Wszystko szło na tyle sprawnie... za sprawnie tak naprawdę, że niektórzy faktycznie uwierzyli, że będzie nam dane wejście na trybuny. Dodajmy, że od samego początku sprzedaży biletów, miejscowi wyłączyli sektor za bramką, gdzie sadzani są przyjezdni, o ile oczywiście nie ciąży na nich wieczny zakaz wyjazdowy nałożony przez imbecyli z UEFA. Z końcu stanęliśmy na placu za sektorem gości i czekaliśmy na rozwój wydarzeń. Wszak kilkanaście minut wcześniej policja informowała - niczym ci z Birmingham - że normalnie nas wpuszczą na stadion i wszystko jest w najlepszym porządku. Sytuacja wyjaśniła się mniej więcej tuż przed pierwszym gwizdkiem sędziego, kiedy oznajmiono nam, że na trybuny nie zostaniemy wpuszczeni. "Jesteśmy zawsze tam, gdzie nasza Legia gra, aejao, hej Legia gol" - niosło się z naszej strony. Co było doskonale słyszalne na stadionie, gdzie wywołało takie poruszenie, że miejscowi podkręcili swój doping do takiego poziomu, do jakiego nie zdołali wrócić już do końca meczu.

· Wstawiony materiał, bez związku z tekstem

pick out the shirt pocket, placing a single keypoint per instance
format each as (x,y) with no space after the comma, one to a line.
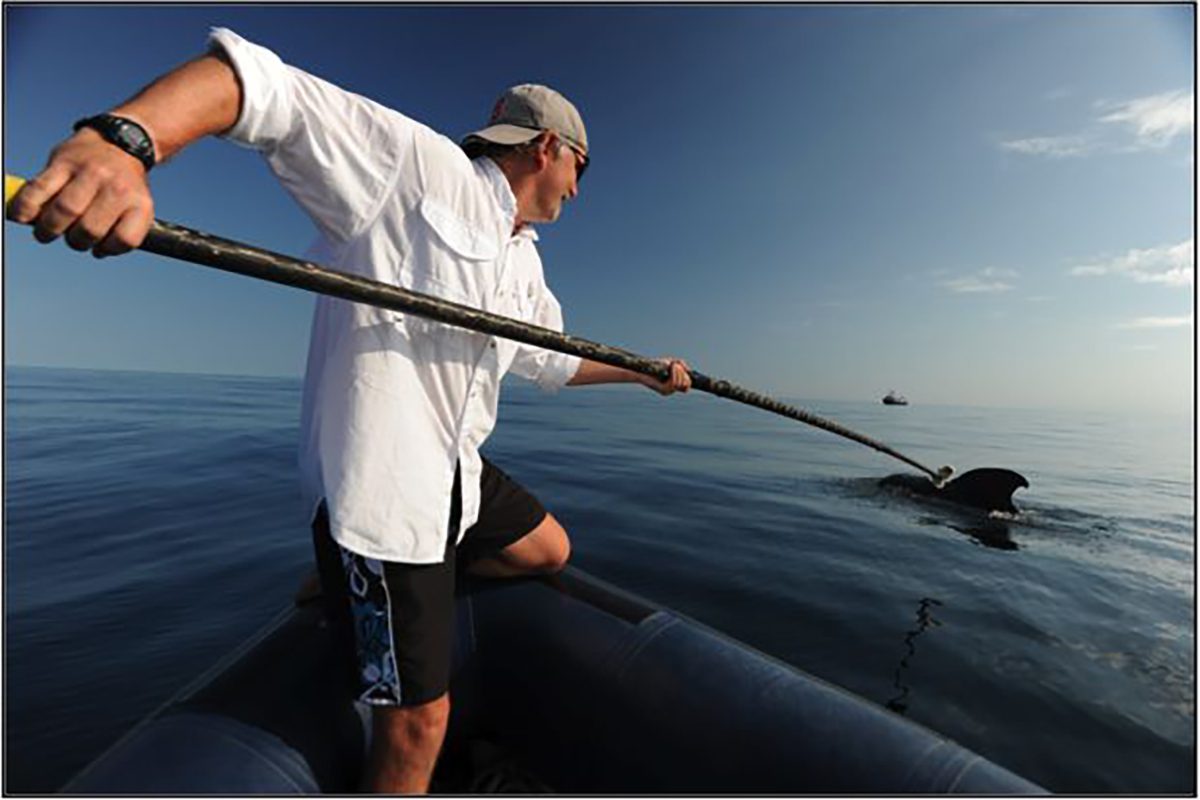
(449,257)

Przez kilka minut pośpiewaliśmy - była pieśń "Legia, Legia Warszawa", czy okrzyki "Ch... z zakazami, hej Legio jesteśmy z Wami!", "Zawsze i wszędzie, policja j... będzie", "F..k UEFA" oraz na odchodne "Warsaw Fans Hooligans". Po czym skierowaliśmy się do naszych fur, a kilkadziesiąt "psich zaprzęgów" eskortowało nas przez kilkanaście kilometrów, po czym cała psia brygada wróciła pod stadion dalej warować, czy aby legioniści nie będą mieli jakichś dodatkowych planów.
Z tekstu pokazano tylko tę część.